The key responsibilities of the role are:

• Demonstrated expertise in implementing risk frameworks and applying risk management principles.
• Ensure continuous alignment with business strategy through oversight of the IT General Controls framework, activities, and processes, including comprehensive metrics and reporting.
• Work with multiple process owners and risk leads to perform gap analysis and risk assessments to propose strategies on risk remediation.
• Support on the wider GRC function such as 3rd party risk and supplier due diligence
• Regular reporting on GRC key risk and key performance indicators, including regular review of remediation activities
• Engaging with stakeholders across the business, including learning and development teams and senior stakeholders to define and communicate key cyber security culture and awareness training
• Support teams on the provision of evidence and communication with auditors
• Work to ensure risks are managed within risk appetite and findings are closed within an agreed timeframe.
• Support alignment and reviews of our maturity against security frameworks as agreed with the CISO, such as NIST CSF and ISO 27001/2
• Perform any other GRC duties and responsibilities, as assigned.

Knowledge & Skills

• Experience in security governance, risk, and compliance or related.
• Broad and solid understanding of cyber security concepts and risks.
• Strong familiarity with industry frameworks such as ISO standards, NIST, and SOC reports.
• Demonstrable knowledge in the assessment of third-party suppliers.
• Experience in drafting security policies and procedures
• Strong analytical thinking, written, and oral communication skills.
• Effective communication skills, both written and verbal
• Ability to plan, take ownership, organise and follow through on assigned tasks and complete with little or no prompting from management
• Ability to challenge approach, strategy and implementation to ensure Information Security is consistently considered and improved

About us:

AJ Bell is one of the fastest-growing investment platform businesses in the UK offering an award-winning range of solutions that caters for everyone, from professional financial advisers, to DIY investors with little to no experience. We have over 484,000 customers using our award-winning platform propositions to manage assets totalling more than £76.2 billion. Our customers trust us with their investments, and by continuously striving to make investing easier, we aim to help even more people take control of their financial futures.

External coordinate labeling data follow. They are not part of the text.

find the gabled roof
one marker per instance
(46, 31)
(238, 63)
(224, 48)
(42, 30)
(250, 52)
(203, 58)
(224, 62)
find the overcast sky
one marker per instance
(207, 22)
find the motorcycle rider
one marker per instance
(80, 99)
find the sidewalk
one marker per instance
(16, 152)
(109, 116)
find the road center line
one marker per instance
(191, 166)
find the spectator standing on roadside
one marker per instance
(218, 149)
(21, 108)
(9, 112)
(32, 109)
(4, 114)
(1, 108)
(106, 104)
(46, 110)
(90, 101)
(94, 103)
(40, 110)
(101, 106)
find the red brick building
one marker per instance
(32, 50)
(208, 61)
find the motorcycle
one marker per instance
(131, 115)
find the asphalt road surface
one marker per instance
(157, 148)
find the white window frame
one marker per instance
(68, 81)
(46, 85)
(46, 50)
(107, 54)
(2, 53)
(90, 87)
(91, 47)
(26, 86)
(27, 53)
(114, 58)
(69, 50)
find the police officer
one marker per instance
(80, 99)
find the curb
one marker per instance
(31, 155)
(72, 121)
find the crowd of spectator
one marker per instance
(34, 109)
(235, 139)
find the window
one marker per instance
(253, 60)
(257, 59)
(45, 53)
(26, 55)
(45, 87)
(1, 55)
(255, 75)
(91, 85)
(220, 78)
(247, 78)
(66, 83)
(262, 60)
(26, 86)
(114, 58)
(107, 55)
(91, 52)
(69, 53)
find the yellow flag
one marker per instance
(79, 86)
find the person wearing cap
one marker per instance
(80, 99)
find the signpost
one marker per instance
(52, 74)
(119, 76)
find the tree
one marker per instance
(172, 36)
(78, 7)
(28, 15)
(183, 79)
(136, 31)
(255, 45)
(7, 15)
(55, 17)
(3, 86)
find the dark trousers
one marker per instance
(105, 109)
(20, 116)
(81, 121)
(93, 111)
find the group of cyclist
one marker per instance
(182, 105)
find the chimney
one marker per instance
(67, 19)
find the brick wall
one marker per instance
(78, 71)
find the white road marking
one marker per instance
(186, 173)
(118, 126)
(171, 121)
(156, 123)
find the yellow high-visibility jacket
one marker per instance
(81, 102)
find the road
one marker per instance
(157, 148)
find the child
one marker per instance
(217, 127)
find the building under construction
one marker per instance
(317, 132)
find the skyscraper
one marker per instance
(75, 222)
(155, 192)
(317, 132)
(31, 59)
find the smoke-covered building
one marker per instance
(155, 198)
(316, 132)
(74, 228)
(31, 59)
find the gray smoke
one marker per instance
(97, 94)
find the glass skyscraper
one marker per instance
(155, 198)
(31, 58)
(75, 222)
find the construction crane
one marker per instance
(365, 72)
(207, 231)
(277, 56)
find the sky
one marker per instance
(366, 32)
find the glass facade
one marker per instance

Having listed on the Main Market of the London Stock Exchange in December 2018, AJ Bell is now a FTSE 250 company.

Headquartered in Manchester with offices in central London and Bristol, we now have over 1300 employees and have been named one of the UK's 'Best 100 Companies to Work For’ for six consecutive years.

What we offer:

• Starting salary of £50,000 - £65,000 (DOE)
• Generous holiday allowance increasing up to 31 days with service, plus bank holidays
• Holiday buy/sell scheme
• Hybrid working policy
• Casual dress code
• Discretionary bonus
• Contributory pension scheme
• Healthcare Cash Plan
• Dedicated time for proof-of-concepts and assessing new tech
• Support to attend conferences, events, and meet-ups
• Buy as you earn share scheme
• Free annual share scheme
• Paid study support for qualifications
• Enhanced maternity/paternity scheme from day one
• Bike loan
• Season ticket loan portal
• Discounted PMI and Dental
• Free gym
• Paid volunteering opportunities, free social events and more

AJ Bell is committed to providing an environment of mutual respect where equal employment opportunities are available to all applicants and all employees are empowered to bring their whole self to work.

We do not discriminate on the basis of race, sex, gender identity, sexual orientation, age, pregnancy, religion, physical and mental disability, marital status and any other characteristics protected by the Equality Act 2010. All decisions to hire are based on qualifications, merit and business need.